Data Flow and Processing in the Pipeline

Windows and Linux (VideoReceiverPipelinePC)

On PC platforms, the video pipeline, which sits between MonoscopicVideoInput and the video presenter, processes video as follows:

  1. Input Handling: MonoscopicVideoInput submits decoded frames to VideoReceiverPipeline::SubmitInput().
  2. Sequential Processing: VideoReceiverPipelinePC pushes each frame through the configured slots (denoiser, upscaler, converter, and any additional components) depending on the stream’s resolution, display requirements, and available hardware.
  3. Synchronous and Asynchronous Execution: Each component is evaluated to determine whether synchronous or asynchronous execution is optimal.
  4. Final Output: The presenter receives frames for display, with resolution and color matching as required.

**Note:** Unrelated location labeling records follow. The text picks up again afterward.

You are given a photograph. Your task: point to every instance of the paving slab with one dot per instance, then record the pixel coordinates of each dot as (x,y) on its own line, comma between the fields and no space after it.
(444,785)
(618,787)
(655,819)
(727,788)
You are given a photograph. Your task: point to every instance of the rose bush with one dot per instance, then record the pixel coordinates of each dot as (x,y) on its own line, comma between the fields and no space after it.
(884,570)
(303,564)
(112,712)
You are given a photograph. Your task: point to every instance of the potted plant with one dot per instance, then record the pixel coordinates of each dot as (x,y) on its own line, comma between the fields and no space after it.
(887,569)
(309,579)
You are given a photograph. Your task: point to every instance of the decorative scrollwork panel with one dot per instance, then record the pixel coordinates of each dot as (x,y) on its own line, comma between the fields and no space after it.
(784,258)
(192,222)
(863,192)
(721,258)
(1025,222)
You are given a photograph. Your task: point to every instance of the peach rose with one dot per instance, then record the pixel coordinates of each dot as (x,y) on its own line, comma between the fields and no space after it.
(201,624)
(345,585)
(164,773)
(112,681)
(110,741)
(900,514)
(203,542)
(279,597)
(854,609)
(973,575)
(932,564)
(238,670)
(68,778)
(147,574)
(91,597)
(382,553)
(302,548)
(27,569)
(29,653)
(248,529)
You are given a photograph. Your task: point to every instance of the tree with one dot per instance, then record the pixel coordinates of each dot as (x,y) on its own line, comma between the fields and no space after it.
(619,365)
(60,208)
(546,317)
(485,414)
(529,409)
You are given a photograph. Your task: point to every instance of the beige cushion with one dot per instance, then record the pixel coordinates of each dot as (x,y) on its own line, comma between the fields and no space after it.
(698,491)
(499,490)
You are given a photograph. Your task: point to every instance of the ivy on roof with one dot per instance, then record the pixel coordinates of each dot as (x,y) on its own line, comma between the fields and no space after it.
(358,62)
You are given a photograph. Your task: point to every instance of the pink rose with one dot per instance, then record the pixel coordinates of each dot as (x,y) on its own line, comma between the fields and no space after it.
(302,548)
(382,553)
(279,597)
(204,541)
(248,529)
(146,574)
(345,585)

Recommendations for Optimal Slot Configuration

To optimize performance on Windows and Linux, consider the following:

  • Denoiser and Upscaler on Capable Hardware: Ensure these components are executed asynchronously if they require heavy processing, especially at high resolutions.
  • Experiment with Slot Type: For components with stable input-output behavior, synchronous slots may perform best; otherwise, asynchronous slots provide flexibility and responsiveness for components with dynamic output requirements.

This structure allows the video pipeline to adapt to different hardware and network conditions, providing a high-quality streaming experience on AMD GPUs while efficiently managing computational and network resources on PC, while Android uses a simplified, surface-based presentation model backed by the same base VideoReceiverPipeline infrastructure for timing and control.

Android (VideoReceiverAndroid)

On Android, there is no separate video presenter component in the Streaming SDK pipeline. Instead:

  • The video decoder is configured to output directly to a platform-specific view surface owned by the Android UI layer.
  • There is effectively no multi-stage GPU post-processing pipeline equivalent to the Windows/Linux implementation.
  • The decoder component still implements amf::AMFComponent::QueryOutput(), but on Android it only returns an amf::AMFPropertyStorage object containing per-frame metadata (such as presentation timestamps and other properties).
  • VideoReceiverAndroid uses this metadata primarily for audio/video synchronization, passing timing information to the ssdk::util::AVSynchronizer and related components, while the actual pixel presentation is handled by the Android view hierarchy.

This design keeps the synchronization model consistent across platforms while letting Android rely on its native presentation stack.